2019-05-12

Version Numbers

A version number is used to identify different versions, revisions or editions of an artifact. It is common to start to count from 0 and then continue with 1, 2, 3 and so on. No implied meaning should be assigned to any specific number. They are all equally good at identifying a version of the artifact.

A universal version number is open for branching at any existing version. There is always at least one free version number to pick. There are many ways to achieve this, but a simple variant only needs one extra rule; trailing zeros are free. You can always add ".0" to any version and it will still be the same version, e.g. 2, 2.0, 2.0.0, 2.0.0.0 are all the same version. Now when we want to branch, we add one or more zeros to designate the head of the branch. Then we increase the last zero with one for the first version on the branch.

   0 - 1 - 2 - 3 - 4 - 5 - (main line)
            \
      (2.0)  \- 2.1 - 2.2 - 2.3 - (1:st branch of v. 2)
              \
      (2.0.0)  \- 2.0.1 - 2.0.2 - 2.0.3 - (2:nd branch of v. 2)
                   \
      (2.0.1.0)     \- 2.0.1.1 - (1:st branch of v. 2.0.1)

It is easy to see that if you limit the number of dots in your version numbers, they are not universal.

In software it is common to track the version of different aspects of the artifact using dot notation and branches, e.g. 2.4, where the first number tracks the version of the interface and the second tracks the version of the implementation of that interface. Semantic Versioning[1] is one example of a versioning scheme that does this. Another case is when development takes place in multiple branches in parallel, for example when an old release is maintained at the same time as new functionality is added to a future release. Then you need a number to separate the branches.

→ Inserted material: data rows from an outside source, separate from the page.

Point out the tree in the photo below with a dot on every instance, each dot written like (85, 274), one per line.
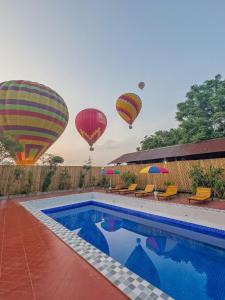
(9, 147)
(161, 138)
(201, 116)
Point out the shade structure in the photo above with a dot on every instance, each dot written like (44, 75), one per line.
(154, 170)
(109, 172)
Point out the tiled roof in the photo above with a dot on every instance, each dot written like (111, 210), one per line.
(182, 150)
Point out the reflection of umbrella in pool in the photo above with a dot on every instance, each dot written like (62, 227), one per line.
(92, 234)
(105, 172)
(154, 170)
(140, 263)
(160, 244)
(111, 223)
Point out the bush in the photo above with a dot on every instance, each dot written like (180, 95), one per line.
(128, 178)
(212, 177)
(64, 180)
(103, 182)
(168, 183)
(27, 188)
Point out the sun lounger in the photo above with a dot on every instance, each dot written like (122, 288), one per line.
(132, 187)
(149, 189)
(202, 194)
(170, 192)
(116, 188)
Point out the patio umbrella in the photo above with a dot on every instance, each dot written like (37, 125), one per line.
(154, 170)
(109, 172)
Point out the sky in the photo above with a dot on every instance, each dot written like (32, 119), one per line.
(92, 51)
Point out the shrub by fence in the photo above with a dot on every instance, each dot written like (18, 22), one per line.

   0.0           1.0 ---------> 2.0     3.0
      \           ^ \              \     ^
       \          |  \              \    |
        \- 0.1 - 0.2  \- 1.1 - 1.2   \- 2.1 - 2.2


Sometimes it is necessary to depart from the main line and branch off a separate version of the artifact. Semantic versioning lets you add an extra number to indicate that it is a patched version, e.g. 2.4.1. This has its limitations though. It is for example not possible to make changes to the interface as the interface version number is fixed. The insight that leads to a solution is that semantic version numbers always comes in pairs. Add a pair of numbers instead of just one, e.g. 2.4.0.1. The first is for interface changes and the second for implementation changes, just like the main line.

A few rules I try to follow for version numbers are...
  • All artifacts, insofar it is possible, should be able to tell you which version they are.
  • Change happens all the time. Don't assume you know beforehand when an artifact is free of errors and no longer will change.
  • Let the version numbers map to the branching strategy.
  • Use version numbers that are universal (see above).
  • Only change the version number when the artifact changes.
  • Don't use the version number for other things like review status, approval status or quality status.

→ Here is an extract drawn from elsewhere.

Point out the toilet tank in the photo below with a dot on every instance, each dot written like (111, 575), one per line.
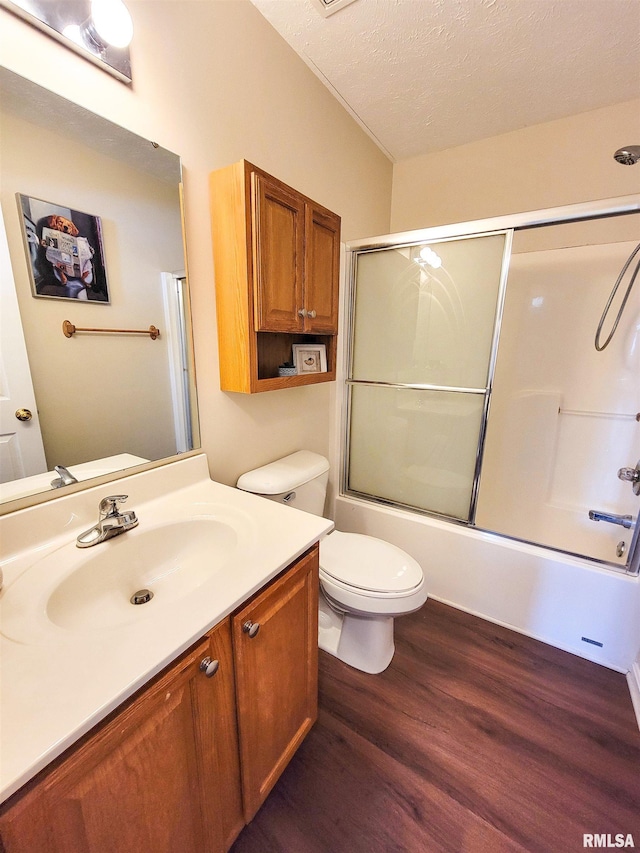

The first version with a new major number, e.g. 1.0, 2.0 and so on, is not the end goal but the start of something new. If you treat it as the end goal you create a lot of practical problems for yourself. It is likely that 1.0 is less than perfect and you need to release a bugfix. You could call it 2.0 to replace 1.0 as the new perfect version with the high quality moniker .0, but it is better to reserve the first number to interface or other major changes where it serves a better purpose. You settle for 1.1. Now what do you call the pre-release version leading up to 2.0? Not 1.2 because that is the second bugfix release of 1.0. And you do want to give those internal pre-release artifacts a version number to be able to relate test results, reviews and other feedback to something traceable. Therefore it is better to start off the development with version 2.0 and tag the first few versions in the 2.x series as experimental pre-releases and then later decide which version of the 2.x series that happens to be good enough to qualify as the first usable version.

Release Candidate is also a useful concept, where you build an artifact that you hope will be good enough to later be released, but you don't know for sure until you have tested it. I am against rebuilding a good release candidate just to change the version number, therefore the RC designator will always be part of the version number, e.g. 2.0.12 which is the 12:th release candidate of version 2.0.

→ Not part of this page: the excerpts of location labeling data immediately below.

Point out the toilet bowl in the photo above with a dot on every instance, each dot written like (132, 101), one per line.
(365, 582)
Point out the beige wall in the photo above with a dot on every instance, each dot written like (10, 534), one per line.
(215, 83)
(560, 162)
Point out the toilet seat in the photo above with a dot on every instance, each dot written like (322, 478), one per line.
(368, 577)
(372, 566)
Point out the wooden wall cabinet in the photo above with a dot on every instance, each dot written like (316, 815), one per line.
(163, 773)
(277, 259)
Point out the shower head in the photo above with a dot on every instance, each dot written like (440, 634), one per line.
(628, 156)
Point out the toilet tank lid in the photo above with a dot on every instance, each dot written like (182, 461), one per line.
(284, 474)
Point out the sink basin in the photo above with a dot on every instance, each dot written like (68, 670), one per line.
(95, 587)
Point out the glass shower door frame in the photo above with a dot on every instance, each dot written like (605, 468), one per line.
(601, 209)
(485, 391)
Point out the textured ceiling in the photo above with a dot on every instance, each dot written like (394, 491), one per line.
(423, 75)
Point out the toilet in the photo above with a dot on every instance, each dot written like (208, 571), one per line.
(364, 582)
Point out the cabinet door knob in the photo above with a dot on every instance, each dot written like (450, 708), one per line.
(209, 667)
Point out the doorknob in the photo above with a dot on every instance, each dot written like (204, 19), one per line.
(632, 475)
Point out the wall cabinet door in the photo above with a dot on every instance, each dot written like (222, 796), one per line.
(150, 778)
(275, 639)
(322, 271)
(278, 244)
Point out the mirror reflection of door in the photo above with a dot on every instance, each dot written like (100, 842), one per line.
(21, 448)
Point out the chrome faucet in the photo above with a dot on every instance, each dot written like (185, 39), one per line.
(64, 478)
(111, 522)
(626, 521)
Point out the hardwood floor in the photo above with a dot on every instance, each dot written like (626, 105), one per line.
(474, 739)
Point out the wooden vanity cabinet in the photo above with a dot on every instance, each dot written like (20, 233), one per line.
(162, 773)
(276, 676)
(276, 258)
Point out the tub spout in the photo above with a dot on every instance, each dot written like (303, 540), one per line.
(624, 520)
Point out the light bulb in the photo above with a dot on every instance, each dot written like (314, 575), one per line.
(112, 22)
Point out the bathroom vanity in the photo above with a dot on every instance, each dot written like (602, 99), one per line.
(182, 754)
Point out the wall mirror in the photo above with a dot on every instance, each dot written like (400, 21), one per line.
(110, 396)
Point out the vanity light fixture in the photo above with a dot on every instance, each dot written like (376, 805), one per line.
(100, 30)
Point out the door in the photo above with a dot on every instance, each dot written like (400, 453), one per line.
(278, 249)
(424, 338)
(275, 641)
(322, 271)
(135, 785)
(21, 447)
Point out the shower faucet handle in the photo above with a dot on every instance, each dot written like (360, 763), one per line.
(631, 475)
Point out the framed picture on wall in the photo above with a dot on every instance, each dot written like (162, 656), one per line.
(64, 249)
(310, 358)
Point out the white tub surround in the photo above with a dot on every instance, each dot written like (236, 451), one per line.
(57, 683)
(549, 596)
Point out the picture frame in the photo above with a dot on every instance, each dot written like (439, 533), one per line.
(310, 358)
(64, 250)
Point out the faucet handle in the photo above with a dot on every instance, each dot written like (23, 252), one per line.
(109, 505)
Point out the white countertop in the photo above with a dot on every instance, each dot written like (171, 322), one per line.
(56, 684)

It is usually a mistake to use development versions and unstable pre-releases a la Semantic Versioning. Say you have decided to use something like Semantic Versioning to communicate with your users, but then say you won't follow it for 0.x versions. Then what's the point? It is likely that you will be stuck on 0.x for many years and your users will struggle to understand what will break in the next release. Use your versioning scheme right from the start, if only for the purpose of learning about its consequences. If you are too lazy to figure out if the interface has changed in the last iteration, just increase the major number to not give your users any unpleasant surprises. The urge not to waste numbers is a delusion. You will not run out of numbers and used numbers don't pollute.

To reiterate, a specific version number, say 2.0, is never a goal in itself. The purpose of the version number is to communicate what it supersedes and how extensive the changes are. The version number you eventually end up with is dictated by the changes you make and how often you release.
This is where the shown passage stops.